I wasn't talking about mediation.  I'm a trained mediator, yes.

But I'm talking about states that are out there that "help" pro-se, self-represented folks even get started.

Here in Alabama, there isn't a single form, example, nothing available in the three counties I live near to help folks file anything.

However, in WV, our county has this stuff.

I agree that for most folks, going pro-se isn't the answer.

On the flip side, I've been pro se during several rounds (4 I think) against my EX#2, and in the end, I think I was successful.  Took a few tries, but our son is a happier camper now.

With EX#1, our divorce was British, and then we both moved to the states.  The one time we went to court here in the states, I didn't have an attorney, he did....and while I really didn't know what I was doing back then looking back at it, I did manage to get his attorney to re-write and re-word an order based on me threatening to take it all back to court after our hearing.    Funny, I was CP, and for the 17 years since the divorce, we went to court once.  When I was NCP from second divorce, we went to court 4 times......and now I'm CP.

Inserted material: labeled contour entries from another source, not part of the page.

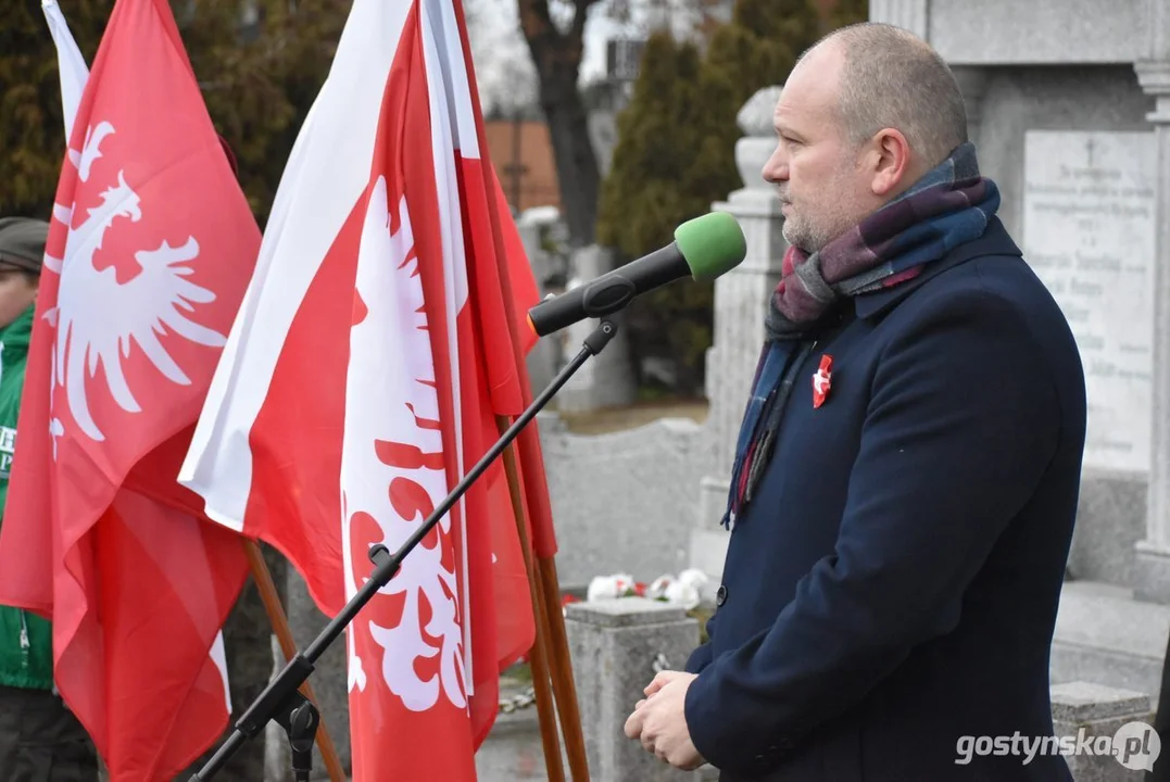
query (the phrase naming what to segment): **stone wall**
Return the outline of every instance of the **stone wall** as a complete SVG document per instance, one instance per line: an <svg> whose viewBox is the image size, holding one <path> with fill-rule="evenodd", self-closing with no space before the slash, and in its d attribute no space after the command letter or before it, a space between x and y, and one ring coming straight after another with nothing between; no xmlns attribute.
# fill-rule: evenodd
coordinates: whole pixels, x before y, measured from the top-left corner
<svg viewBox="0 0 1170 782"><path fill-rule="evenodd" d="M537 418L565 588L597 575L651 581L689 567L701 427L687 418L604 435L576 435Z"/></svg>

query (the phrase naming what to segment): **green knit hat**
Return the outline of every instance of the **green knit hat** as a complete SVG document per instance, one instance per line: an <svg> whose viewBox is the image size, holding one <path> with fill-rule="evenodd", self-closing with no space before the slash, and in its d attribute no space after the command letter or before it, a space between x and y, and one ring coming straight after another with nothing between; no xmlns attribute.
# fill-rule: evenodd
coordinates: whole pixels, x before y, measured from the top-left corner
<svg viewBox="0 0 1170 782"><path fill-rule="evenodd" d="M0 217L0 267L41 274L49 223L32 217Z"/></svg>

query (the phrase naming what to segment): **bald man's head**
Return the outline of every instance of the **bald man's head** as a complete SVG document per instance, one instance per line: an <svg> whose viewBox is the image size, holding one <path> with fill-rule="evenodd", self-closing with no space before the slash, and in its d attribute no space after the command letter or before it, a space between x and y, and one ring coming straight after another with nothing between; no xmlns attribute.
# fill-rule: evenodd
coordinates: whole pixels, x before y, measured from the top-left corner
<svg viewBox="0 0 1170 782"><path fill-rule="evenodd" d="M955 75L913 33L876 22L842 27L801 55L842 57L838 113L853 144L893 127L932 168L966 138L966 108ZM799 63L799 61L798 61Z"/></svg>

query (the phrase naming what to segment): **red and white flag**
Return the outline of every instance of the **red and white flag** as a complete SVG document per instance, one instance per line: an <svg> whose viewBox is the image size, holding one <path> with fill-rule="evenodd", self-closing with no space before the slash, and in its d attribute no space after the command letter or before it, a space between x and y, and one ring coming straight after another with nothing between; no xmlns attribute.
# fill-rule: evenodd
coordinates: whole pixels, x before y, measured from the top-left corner
<svg viewBox="0 0 1170 782"><path fill-rule="evenodd" d="M371 546L397 551L529 395L537 291L468 51L457 0L356 0L180 476L212 518L282 551L329 615ZM498 672L532 639L497 463L350 628L355 780L474 778Z"/></svg>
<svg viewBox="0 0 1170 782"><path fill-rule="evenodd" d="M88 81L74 53L0 603L53 620L57 686L111 780L153 782L230 711L220 628L247 561L176 478L260 231L166 0L118 0Z"/></svg>

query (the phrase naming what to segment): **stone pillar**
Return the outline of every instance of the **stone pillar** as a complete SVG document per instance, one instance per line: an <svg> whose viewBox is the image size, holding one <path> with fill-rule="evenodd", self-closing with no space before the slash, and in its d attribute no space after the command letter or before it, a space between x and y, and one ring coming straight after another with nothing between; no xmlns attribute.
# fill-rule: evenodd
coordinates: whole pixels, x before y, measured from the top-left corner
<svg viewBox="0 0 1170 782"><path fill-rule="evenodd" d="M698 643L698 622L677 605L622 597L570 603L565 631L580 703L593 782L682 782L694 771L670 768L626 738L626 718L661 669L681 670Z"/></svg>
<svg viewBox="0 0 1170 782"><path fill-rule="evenodd" d="M951 71L966 105L966 137L978 147L979 127L983 125L983 96L987 92L987 70L956 65Z"/></svg>
<svg viewBox="0 0 1170 782"><path fill-rule="evenodd" d="M701 482L698 526L691 537L691 565L713 576L723 570L727 532L718 526L727 507L728 484L744 404L751 390L764 341L764 316L780 278L786 243L776 188L763 179L763 167L776 147L772 111L780 86L768 86L739 110L744 137L736 144L736 166L744 187L713 209L736 217L748 240L748 255L736 269L715 281L715 328L707 354L707 477Z"/></svg>
<svg viewBox="0 0 1170 782"><path fill-rule="evenodd" d="M1135 63L1142 90L1154 98L1147 119L1157 139L1158 182L1154 237L1154 376L1145 539L1137 544L1140 598L1170 603L1170 57Z"/></svg>
<svg viewBox="0 0 1170 782"><path fill-rule="evenodd" d="M1152 769L1161 754L1152 725L1150 699L1142 693L1086 681L1052 687L1053 735L1075 746L1083 734L1085 746L1093 748L1065 755L1076 782L1133 782L1138 769ZM1113 752L1101 753L1106 746Z"/></svg>
<svg viewBox="0 0 1170 782"><path fill-rule="evenodd" d="M896 25L928 40L929 0L869 0L869 21Z"/></svg>

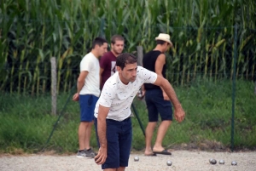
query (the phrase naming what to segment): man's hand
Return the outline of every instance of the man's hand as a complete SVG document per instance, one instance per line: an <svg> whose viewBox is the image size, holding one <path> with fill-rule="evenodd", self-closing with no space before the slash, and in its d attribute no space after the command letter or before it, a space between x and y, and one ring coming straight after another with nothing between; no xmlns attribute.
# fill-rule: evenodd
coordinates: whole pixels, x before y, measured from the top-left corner
<svg viewBox="0 0 256 171"><path fill-rule="evenodd" d="M75 94L73 94L73 100L74 100L74 101L79 100L79 93L76 93Z"/></svg>
<svg viewBox="0 0 256 171"><path fill-rule="evenodd" d="M138 97L138 100L143 100L145 96L145 90L140 90L137 92L137 96Z"/></svg>
<svg viewBox="0 0 256 171"><path fill-rule="evenodd" d="M179 107L177 109L174 109L174 116L175 116L175 119L178 122L181 123L184 120L185 118L185 111L183 111L183 109L182 107Z"/></svg>
<svg viewBox="0 0 256 171"><path fill-rule="evenodd" d="M100 147L97 156L94 157L95 162L98 165L103 164L107 158L107 147Z"/></svg>

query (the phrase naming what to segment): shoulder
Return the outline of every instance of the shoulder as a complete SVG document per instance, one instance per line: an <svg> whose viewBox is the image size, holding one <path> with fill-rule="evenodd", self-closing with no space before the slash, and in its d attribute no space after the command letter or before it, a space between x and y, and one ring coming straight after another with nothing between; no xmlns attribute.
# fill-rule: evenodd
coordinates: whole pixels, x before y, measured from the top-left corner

Even for my third divorce, I was pro-se, BUT I let him file mainly because there was no information out there on what to file and how to get started......so I let him pay the attorney and the filing fee and it worked.  I still "got everything I wanted" in the end, but there were no children involved too, and it was really a simple divorce.

So how helpful is the state you deal with in providing forms to even get started for pro se litigants???